ISBN-13: 9781498500807

Impurity and Gender in the Hebrew Bible explores the role of female blood in the Hebrew Bible and considers its theological implications for future understandings of purity and impurity in the Jewish religion. Influenced by the work of Jonathan Klawans (Sin and Impurity in Ancient Judaism), and using the categories of ritual and moral impurities, this book analyzes the way in which these categories intersect with women and with the impurity of female blood, and reads the biblical foundations of purity and blood taboos with a feminist lens. Ultimately, the purpose of this book is to understand the intersection between impurity and gender, figuratively and non-figuratively, in the Hebrew Bible. Goldstein traces this intersection from the years 1000 BCE-250 BCE and ends with a consideration of female impurity in the literature of Qumran.

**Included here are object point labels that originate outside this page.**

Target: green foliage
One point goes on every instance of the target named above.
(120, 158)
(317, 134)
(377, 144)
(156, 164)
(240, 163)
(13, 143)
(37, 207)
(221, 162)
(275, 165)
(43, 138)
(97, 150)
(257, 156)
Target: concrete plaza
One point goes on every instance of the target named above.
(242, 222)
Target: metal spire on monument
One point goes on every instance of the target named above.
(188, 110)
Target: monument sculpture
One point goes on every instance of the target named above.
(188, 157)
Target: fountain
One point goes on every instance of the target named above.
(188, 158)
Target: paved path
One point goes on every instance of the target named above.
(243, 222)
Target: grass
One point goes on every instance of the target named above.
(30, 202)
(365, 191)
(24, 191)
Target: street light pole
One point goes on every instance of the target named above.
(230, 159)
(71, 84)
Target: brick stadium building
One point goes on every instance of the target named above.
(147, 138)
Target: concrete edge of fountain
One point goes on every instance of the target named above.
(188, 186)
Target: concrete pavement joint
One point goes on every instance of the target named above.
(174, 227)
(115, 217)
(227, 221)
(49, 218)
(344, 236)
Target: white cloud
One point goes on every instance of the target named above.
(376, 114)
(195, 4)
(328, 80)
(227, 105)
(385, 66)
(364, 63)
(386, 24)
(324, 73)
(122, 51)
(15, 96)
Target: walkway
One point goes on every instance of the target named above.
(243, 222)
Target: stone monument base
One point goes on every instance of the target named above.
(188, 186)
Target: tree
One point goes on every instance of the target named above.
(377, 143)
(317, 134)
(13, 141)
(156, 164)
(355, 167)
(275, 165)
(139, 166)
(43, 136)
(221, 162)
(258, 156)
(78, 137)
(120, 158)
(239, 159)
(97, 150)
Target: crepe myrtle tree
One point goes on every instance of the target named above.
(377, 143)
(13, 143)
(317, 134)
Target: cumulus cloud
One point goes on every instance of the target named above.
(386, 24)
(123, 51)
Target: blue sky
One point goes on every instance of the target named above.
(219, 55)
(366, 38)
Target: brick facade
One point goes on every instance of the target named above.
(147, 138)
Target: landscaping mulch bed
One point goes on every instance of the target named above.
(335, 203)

In Impurity and Gender in the Hebrew Bible, Elizabeth W. Goldstein provides an extended study of the Hebrew word נדה /ndh. Her monograph accomplishes a great deal in following the evolution of the term from its earliest stage…. Throughout her grammatical, historical, and linguistic analysis of the material, she interweaves a feminist hermeneutic. Thus she seeks to determine the extent to which women were – and are – affected by the metaphorical use of what was originally a term for the ritual impurity imputed by a female biological process. She uses all of these methodologies effectively, and writes in an engaging and a well-organized fashion…. As for her feminist hermeneutic, Goldstein proceeds with detailed objectivity and thoughtful insights.